Arthrogryposis multiplex congenita (AMC) is not a specific disease but rather refers to symptoms that can be associated with a number of different diseases, and is characterised by the development of multiple joint contractures which can affect two or more areas of the body prior to birth.
The exact cause of AMC is unknown and is not fully understood. It may be related to decreased fetal movement during development (due to lack of sufficient space in the uterus for normal movement); as a result of abnormal muscle developoment; malformation of the central nervous system (the brain and / or spinal cord); or because of abnormal development of tendons, bones, joints or joint linings.
In most cases it is not hereditary, although genetic causes can be identified in up to 30% of those affected. Diagnosis can be complicated given that this is a disease which can have a genetic basis, or more specifically, because it is a rare disease and doctors must carry out physical examinations, analyse the patient's medical history and symptoms, and examine the laboratory test results.
In this way, treatment can be decided upon, which will be different for every patient and will depend on the individual's particular symptoms. Treatment can include physiotherapy, removable splints, exercise and surgery. Fortunately many patients have a good diagnosis and it is possible to achieve joint mobility and function, meaning they can lead productive lives on entering into adulthood.
What precautions should we take when traveling by car?
Due to possible mobility issues of people affected by AMC, it is important to carefully plan any trips, establishing frequent stops in order to rest and change position if possible. Because of the nature of this condition those affected should avoid bad postures during the trip and should pay particular attention to how the child is positioned in the child restraint system.
With regard to the child car seat, children with these kinds of issues should always travel in child restraint systems appropriate for their particular conditions, in the safest position possible, and in a rear-facing seat for as long as possible.

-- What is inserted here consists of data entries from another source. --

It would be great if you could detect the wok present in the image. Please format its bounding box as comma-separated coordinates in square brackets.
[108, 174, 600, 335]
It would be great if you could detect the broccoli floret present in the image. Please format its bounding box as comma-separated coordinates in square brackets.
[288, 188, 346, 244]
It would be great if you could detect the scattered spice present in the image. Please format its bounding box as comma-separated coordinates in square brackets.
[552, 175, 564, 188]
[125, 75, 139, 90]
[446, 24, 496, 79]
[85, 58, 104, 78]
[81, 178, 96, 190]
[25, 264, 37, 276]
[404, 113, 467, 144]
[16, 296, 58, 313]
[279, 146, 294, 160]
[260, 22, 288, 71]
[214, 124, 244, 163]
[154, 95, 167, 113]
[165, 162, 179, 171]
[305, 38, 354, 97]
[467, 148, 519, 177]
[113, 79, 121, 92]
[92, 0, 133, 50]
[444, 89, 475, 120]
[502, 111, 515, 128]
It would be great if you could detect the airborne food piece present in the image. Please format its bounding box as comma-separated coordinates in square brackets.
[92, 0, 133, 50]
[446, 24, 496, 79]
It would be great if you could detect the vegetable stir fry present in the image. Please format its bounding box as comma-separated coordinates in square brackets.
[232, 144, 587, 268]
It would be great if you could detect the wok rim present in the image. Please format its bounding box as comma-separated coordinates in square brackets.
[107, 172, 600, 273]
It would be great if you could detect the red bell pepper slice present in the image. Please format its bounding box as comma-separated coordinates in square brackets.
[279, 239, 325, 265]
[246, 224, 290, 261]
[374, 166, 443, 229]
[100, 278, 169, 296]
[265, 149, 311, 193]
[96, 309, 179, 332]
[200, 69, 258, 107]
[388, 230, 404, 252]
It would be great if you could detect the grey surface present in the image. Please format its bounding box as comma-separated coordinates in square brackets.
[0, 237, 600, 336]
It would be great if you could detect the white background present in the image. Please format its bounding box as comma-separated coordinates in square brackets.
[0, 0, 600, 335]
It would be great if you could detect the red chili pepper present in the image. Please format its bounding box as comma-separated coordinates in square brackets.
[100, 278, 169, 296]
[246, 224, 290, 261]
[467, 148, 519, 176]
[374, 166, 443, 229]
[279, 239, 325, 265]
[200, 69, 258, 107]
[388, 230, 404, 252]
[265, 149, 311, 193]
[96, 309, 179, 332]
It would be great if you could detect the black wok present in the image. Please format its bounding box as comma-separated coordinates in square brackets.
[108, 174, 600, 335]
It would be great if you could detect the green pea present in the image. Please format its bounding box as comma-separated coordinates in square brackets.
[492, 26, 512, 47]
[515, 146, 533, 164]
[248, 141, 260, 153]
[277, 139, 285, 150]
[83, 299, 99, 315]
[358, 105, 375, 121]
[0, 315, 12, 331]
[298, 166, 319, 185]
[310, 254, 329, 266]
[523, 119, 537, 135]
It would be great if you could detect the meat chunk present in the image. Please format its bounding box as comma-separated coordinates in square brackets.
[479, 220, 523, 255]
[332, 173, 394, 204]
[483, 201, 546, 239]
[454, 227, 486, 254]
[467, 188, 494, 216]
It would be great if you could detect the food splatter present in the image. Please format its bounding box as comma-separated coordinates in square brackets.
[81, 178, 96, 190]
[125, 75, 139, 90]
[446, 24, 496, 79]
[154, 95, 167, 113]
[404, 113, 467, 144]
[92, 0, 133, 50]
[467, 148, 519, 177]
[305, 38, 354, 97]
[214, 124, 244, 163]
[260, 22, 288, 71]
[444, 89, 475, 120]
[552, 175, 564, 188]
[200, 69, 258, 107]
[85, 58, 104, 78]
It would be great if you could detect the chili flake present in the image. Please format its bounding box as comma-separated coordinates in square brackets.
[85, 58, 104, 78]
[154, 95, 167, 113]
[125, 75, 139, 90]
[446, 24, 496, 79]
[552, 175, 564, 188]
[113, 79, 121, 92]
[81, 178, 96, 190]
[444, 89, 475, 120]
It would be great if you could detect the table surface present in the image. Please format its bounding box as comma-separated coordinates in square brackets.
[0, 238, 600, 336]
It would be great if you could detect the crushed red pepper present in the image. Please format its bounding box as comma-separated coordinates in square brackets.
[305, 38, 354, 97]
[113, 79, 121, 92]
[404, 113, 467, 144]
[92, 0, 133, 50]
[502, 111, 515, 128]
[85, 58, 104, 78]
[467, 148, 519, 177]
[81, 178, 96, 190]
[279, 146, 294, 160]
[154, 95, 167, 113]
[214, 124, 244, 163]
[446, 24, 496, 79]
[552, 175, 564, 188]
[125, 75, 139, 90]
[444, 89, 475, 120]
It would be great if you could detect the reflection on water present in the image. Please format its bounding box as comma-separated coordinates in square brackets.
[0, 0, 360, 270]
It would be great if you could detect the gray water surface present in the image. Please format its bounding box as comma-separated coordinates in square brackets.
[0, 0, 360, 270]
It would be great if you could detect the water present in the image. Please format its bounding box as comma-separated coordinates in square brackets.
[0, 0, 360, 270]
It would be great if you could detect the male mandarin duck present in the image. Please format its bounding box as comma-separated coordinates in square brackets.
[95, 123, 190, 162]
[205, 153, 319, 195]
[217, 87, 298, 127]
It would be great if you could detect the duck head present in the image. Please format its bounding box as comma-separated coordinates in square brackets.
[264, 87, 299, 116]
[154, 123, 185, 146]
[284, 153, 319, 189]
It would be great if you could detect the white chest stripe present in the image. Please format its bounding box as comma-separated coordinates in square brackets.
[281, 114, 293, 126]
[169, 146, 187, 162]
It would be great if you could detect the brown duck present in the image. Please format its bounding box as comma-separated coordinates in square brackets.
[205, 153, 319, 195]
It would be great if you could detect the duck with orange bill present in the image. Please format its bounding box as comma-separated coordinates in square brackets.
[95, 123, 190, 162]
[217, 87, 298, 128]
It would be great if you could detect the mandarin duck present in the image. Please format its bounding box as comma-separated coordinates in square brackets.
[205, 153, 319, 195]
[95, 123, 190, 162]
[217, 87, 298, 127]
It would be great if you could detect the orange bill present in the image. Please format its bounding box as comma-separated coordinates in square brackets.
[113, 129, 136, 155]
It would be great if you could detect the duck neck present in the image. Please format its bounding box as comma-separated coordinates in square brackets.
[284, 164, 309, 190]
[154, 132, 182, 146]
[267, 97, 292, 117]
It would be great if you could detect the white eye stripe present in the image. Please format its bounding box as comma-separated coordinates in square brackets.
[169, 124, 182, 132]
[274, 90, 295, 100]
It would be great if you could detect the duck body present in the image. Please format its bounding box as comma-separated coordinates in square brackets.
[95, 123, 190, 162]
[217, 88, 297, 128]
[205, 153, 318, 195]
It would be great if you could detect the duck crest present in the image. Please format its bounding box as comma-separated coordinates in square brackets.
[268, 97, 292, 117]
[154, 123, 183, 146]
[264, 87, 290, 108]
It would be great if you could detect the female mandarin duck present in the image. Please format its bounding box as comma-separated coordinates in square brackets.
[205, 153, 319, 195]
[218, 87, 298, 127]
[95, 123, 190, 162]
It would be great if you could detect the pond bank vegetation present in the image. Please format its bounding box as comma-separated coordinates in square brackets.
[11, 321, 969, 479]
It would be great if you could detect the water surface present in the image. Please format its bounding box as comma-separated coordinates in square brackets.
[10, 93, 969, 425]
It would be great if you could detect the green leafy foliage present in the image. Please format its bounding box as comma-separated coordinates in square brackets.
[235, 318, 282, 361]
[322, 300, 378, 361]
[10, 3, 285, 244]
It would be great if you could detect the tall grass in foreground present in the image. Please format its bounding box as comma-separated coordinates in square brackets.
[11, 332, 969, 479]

One of the greatest difficulties we might encounter is when lifting and moving the child, at which point we should be paying them our full attention and taking the utmost care.
As in other cases of children with special needs, the specific measures you take will depend on the specific health issue of the child and their general condition; it may be the case that you cannot change their normal routine much and they may even require a special child seat. The most important thing is to ask for advice from a specialist at any time, and whenever we have any doubts whatsoever.